Backup and recovery in the cloud is not a one-size-fits-all solution that will solve all your backup and recovery needs, but it is an excellent option for enabling organizations to secure and protect data in an alternate facility, while providing limited recoverability options. When combined with a local data recovery strategy, like cost-efficient tape backups, IT organizations can enhance business data protection without breaking the bank.
Cloud backup vendors
Almost all data protection vendors will back up data to the cloud today. They offer public clouds as a backup target option, so data can be moved there in the same way as it gets sent to disk or tape systems. The large data protection vendors also back up data created in SaaS applications, such as Salesforce or Microsoft Office 365.
The major backup vendors that offer cloud backup include Acronis, Arcserve, Backblaze, Carbonite, Commvault, Dell EMC, Druva, iDrive, Unitrends, Veeam Software and Veritas Technologies.
SaaS-ready backup for MSPs. Some vendors, including Asigra and Datto, only sell their backup software applications through managed service providers (MSPs) and CSPs. But most of the larger enterprise data protection vendors have MSPs that sell their software.

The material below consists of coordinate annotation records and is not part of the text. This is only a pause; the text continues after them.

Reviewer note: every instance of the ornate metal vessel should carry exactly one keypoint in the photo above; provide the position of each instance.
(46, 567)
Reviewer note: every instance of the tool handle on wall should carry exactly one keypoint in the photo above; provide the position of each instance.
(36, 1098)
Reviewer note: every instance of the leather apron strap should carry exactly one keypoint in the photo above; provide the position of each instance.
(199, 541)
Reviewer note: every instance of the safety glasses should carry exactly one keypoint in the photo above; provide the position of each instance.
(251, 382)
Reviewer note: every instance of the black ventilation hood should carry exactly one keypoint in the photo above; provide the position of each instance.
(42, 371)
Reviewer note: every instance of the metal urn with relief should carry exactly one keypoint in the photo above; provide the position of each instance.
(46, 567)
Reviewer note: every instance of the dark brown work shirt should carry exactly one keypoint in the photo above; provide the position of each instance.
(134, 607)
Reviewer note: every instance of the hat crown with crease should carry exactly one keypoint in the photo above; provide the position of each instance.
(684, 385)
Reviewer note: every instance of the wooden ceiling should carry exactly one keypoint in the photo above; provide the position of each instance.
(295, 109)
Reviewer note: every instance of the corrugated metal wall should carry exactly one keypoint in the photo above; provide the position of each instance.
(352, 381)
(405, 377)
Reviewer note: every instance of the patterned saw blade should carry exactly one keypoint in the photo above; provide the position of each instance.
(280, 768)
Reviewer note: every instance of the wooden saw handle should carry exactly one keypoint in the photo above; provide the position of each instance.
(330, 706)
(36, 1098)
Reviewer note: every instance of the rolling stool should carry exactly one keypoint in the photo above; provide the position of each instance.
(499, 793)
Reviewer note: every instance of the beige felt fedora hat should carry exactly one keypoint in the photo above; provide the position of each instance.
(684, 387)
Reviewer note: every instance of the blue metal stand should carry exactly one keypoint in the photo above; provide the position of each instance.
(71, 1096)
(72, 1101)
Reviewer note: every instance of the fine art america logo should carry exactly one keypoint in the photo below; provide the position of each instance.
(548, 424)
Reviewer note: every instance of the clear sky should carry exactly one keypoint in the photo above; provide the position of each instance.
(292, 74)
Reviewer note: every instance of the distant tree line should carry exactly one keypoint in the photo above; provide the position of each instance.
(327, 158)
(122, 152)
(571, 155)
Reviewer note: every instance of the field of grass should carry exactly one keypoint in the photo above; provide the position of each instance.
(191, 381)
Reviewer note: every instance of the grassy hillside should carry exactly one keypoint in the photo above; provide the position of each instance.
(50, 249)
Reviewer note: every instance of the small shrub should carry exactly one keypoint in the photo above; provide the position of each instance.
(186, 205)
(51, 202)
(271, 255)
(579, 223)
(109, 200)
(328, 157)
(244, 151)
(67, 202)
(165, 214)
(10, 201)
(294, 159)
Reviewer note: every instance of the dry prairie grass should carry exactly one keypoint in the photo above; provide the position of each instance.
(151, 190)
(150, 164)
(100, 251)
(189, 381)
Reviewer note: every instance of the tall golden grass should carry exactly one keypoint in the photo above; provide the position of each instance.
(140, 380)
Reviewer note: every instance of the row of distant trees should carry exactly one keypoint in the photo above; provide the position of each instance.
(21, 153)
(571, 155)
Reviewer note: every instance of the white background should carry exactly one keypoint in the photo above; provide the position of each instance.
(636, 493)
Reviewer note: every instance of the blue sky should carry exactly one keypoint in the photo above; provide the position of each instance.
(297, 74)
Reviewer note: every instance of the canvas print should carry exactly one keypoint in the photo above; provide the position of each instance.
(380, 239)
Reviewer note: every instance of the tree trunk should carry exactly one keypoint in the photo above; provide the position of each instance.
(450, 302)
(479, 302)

SaaS backup. Cloud-to-cloud backup began as a niche market offered by startups. But the early cloud-to-cloud vendors have been acquired by companies that offer broader backup services, and most of the larger backup software vendors have added the capability.
Backupify and Spanning Cloud Apps were among the first to market, concentrating first on protecting data in Salesforce and then Office 365. These applications include data created in the cloud, so often, there are no on-premises copies. SaaS vendors often charge hefty fees to recover data that is lost due to user error or a problem with the subscriber's infrastructure. Cloud-to-cloud vendors will copy data in the SaaS apps and store them in a public cloud or the cloud-to-cloud vendor's private cloud. The most common pricing model is a monthly fee based on the application and the number of users involved.
Datto, which sells data protection applications through CSPs, acquired Backupify in 2014 and integrated it into the broader Datto platform. Spanning went through a series of ownership changes before landing with its current owner, Kaseya. EMC acquired Spanning in 2014. But after Dell acquired EMC in 2016, it sold Spanning to Insight Venture Partners the following year. Kaseya bought Spanning from Insight Venture Partners in 2018.
OwnBackup, which protects Salesforce, ServiceNow and Slack, remains an independent cloud-to-cloud vendor.